SOLOK — Langkah Yuni Mardanis kerap tertinggal dari rombongannya saat jutaan jemaah bergerak menuju lokasi ibadah di Makkah dan Madinah. Ia sengaja berjalan lebih pelan, menopang tubuh para lansia, menunggu mereka yang mulai melambat, hingga mengantarkan ke toilet dan memastikan mereka kembali ke kamar hotel dengan selamat.
Bukan Keluarga, Tapi Dirawat Seperti Ibu Sendiri
Meski tidak ada ikatan darah, Yuni memperlakukan para jemaah lansia itu seperti orang tuanya sendiri. Ia mengaku setiap kali membantu, dirinya membayangkan sedang merawat ibunya di kampung halaman.
“Alhamdulillah, saya merasa seperti memiliki orang tua di Tanah Suci. Saya melayani mereka dengan penuh kesabaran selama berhaji,” ungkap Yuni saat berbagi kisah, Sabtu (13/6/2026). Matanya berkaca-kaca saat mengenang kebersamaan itu.
Petani Solok yang Menunggu Lebih dari Sepuluh Tahun
Di kampung halamannya, Yuni sehari-hari mengelola ladang di Sungai Nanam. Ia mendaftar haji sejak 2013 dan baru bisa berangkat tahun ini setelah menunggu lebih dari satu dekade. Penantian panjang itu terbayar saat tiba di Tanah Suci, namun justru pengalaman membantu sesama yang menjadi kenangan paling berkesan baginya.
“Dengan adanya petugas, pelaksanaan ibadah jadi lebih mudah. Fasilitas hotel nyaman dan makanan juga tercukupi,” ujar Yuni soal dukungan yang ia terima selama berhaji.
Ketua Rombongan Beri Apresiasi: “Luar Biasa”
Ketua Rombongan, Rinaldi Bahar, menyaksikan langsung ketulusan Yuni. Ia menilai perempuan asal Solok itu rela mengorbankan waktu istirahat demi membantu jemaah lain.

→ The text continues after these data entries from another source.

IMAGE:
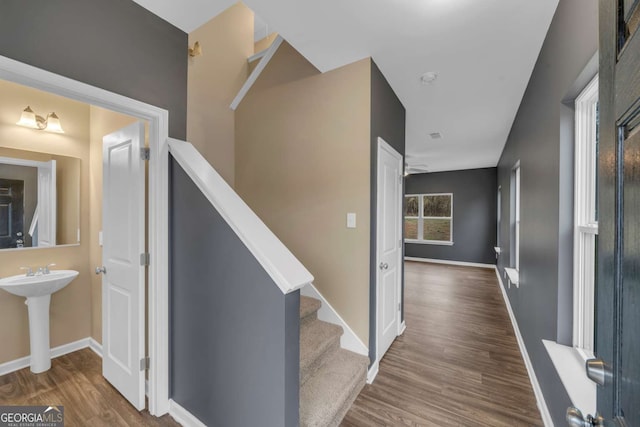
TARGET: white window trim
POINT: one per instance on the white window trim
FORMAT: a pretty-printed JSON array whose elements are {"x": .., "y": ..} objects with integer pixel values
[
  {"x": 585, "y": 224},
  {"x": 421, "y": 224}
]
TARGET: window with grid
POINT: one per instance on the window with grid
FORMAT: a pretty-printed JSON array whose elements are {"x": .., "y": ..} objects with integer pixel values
[
  {"x": 585, "y": 218},
  {"x": 428, "y": 218}
]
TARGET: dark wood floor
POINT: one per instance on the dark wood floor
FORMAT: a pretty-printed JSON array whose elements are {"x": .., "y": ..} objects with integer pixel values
[
  {"x": 458, "y": 362},
  {"x": 76, "y": 382}
]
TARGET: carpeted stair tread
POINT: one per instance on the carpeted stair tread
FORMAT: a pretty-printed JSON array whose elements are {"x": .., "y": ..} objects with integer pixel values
[
  {"x": 308, "y": 309},
  {"x": 317, "y": 340},
  {"x": 329, "y": 393}
]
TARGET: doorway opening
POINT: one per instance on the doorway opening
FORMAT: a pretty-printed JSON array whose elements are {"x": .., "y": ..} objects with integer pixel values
[{"x": 157, "y": 315}]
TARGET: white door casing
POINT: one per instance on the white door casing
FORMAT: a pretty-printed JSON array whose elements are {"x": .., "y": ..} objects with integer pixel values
[
  {"x": 123, "y": 222},
  {"x": 47, "y": 206},
  {"x": 389, "y": 246}
]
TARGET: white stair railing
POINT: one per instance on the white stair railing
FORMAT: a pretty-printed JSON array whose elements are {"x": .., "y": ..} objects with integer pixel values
[{"x": 283, "y": 267}]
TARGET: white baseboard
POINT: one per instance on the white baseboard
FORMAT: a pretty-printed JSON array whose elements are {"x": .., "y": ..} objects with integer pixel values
[
  {"x": 349, "y": 340},
  {"x": 95, "y": 346},
  {"x": 373, "y": 371},
  {"x": 542, "y": 404},
  {"x": 443, "y": 261},
  {"x": 23, "y": 362},
  {"x": 182, "y": 416}
]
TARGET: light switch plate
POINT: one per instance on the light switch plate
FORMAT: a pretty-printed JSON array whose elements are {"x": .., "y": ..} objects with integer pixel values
[{"x": 351, "y": 220}]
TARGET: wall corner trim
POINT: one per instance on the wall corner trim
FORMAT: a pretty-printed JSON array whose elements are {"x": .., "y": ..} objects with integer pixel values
[
  {"x": 253, "y": 77},
  {"x": 443, "y": 261},
  {"x": 373, "y": 371},
  {"x": 349, "y": 340},
  {"x": 542, "y": 404},
  {"x": 182, "y": 416}
]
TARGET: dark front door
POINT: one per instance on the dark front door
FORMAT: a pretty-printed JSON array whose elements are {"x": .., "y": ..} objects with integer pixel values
[
  {"x": 11, "y": 212},
  {"x": 618, "y": 279}
]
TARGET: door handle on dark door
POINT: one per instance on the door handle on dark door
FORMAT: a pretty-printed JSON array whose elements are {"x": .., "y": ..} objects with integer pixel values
[
  {"x": 598, "y": 371},
  {"x": 576, "y": 419}
]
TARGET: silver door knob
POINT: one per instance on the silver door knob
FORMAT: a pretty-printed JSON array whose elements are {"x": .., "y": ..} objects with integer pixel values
[{"x": 576, "y": 419}]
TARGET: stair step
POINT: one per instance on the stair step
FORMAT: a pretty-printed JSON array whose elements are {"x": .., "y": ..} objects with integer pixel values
[
  {"x": 308, "y": 309},
  {"x": 318, "y": 340},
  {"x": 329, "y": 393}
]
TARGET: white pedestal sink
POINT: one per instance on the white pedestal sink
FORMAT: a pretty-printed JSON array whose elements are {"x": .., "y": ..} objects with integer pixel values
[{"x": 38, "y": 289}]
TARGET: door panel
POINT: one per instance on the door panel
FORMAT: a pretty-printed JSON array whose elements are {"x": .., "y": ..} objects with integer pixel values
[
  {"x": 389, "y": 248},
  {"x": 629, "y": 341},
  {"x": 123, "y": 322}
]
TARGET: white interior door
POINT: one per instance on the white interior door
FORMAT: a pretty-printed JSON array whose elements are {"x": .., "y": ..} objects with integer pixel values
[
  {"x": 47, "y": 207},
  {"x": 389, "y": 246},
  {"x": 123, "y": 322}
]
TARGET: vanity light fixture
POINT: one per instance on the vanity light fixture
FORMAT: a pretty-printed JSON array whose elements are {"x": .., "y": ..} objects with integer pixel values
[{"x": 31, "y": 120}]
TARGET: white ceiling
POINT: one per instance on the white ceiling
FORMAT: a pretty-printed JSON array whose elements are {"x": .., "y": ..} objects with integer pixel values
[{"x": 483, "y": 51}]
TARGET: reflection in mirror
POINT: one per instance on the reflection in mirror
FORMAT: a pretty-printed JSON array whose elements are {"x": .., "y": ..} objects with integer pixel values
[{"x": 39, "y": 199}]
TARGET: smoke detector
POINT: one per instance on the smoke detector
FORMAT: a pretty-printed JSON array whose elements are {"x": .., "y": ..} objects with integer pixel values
[{"x": 428, "y": 77}]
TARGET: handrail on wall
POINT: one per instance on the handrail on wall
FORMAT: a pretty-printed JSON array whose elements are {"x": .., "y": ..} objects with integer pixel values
[{"x": 283, "y": 267}]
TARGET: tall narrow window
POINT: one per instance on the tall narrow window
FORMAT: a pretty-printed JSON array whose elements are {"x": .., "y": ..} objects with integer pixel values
[
  {"x": 585, "y": 218},
  {"x": 428, "y": 218},
  {"x": 515, "y": 217}
]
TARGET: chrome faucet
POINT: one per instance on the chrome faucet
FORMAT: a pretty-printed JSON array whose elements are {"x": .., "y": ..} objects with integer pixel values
[{"x": 29, "y": 271}]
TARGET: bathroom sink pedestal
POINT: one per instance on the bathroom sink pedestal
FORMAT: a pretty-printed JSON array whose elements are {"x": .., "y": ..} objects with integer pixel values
[
  {"x": 39, "y": 332},
  {"x": 37, "y": 289}
]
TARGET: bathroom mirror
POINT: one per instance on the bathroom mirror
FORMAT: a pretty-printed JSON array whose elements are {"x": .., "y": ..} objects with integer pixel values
[{"x": 39, "y": 199}]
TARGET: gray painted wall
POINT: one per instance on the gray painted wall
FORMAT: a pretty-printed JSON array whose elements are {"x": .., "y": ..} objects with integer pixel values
[
  {"x": 474, "y": 214},
  {"x": 235, "y": 338},
  {"x": 387, "y": 122},
  {"x": 115, "y": 45},
  {"x": 538, "y": 139}
]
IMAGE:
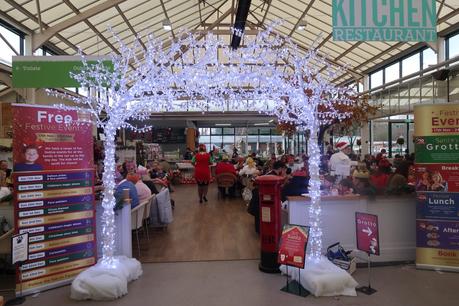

“Ibu Yuni Mardanis benar-benar luar biasa. Ia merawat jemaah lansia seperti orang tuanya sendiri,” kata Rinaldi.
Pulang ke Ladang, Kenangan di Tanah Suci Tak Terlupakan
Kini, Yuni telah kembali ke Solok dan melanjutkan aktivitasnya sebagai petani. Meski begitu, pengalaman mendampingi para lansia di Tanah Suci akan selalu menjadi bagian berharga dalam hidupnya. Baginya, ibadah haji kali ini bukan sekadar perjalanan menuju Baitullah, tetapi juga perjalanan hati yang mempertemukannya dengan makna keikhlasan dalam melayani sesama.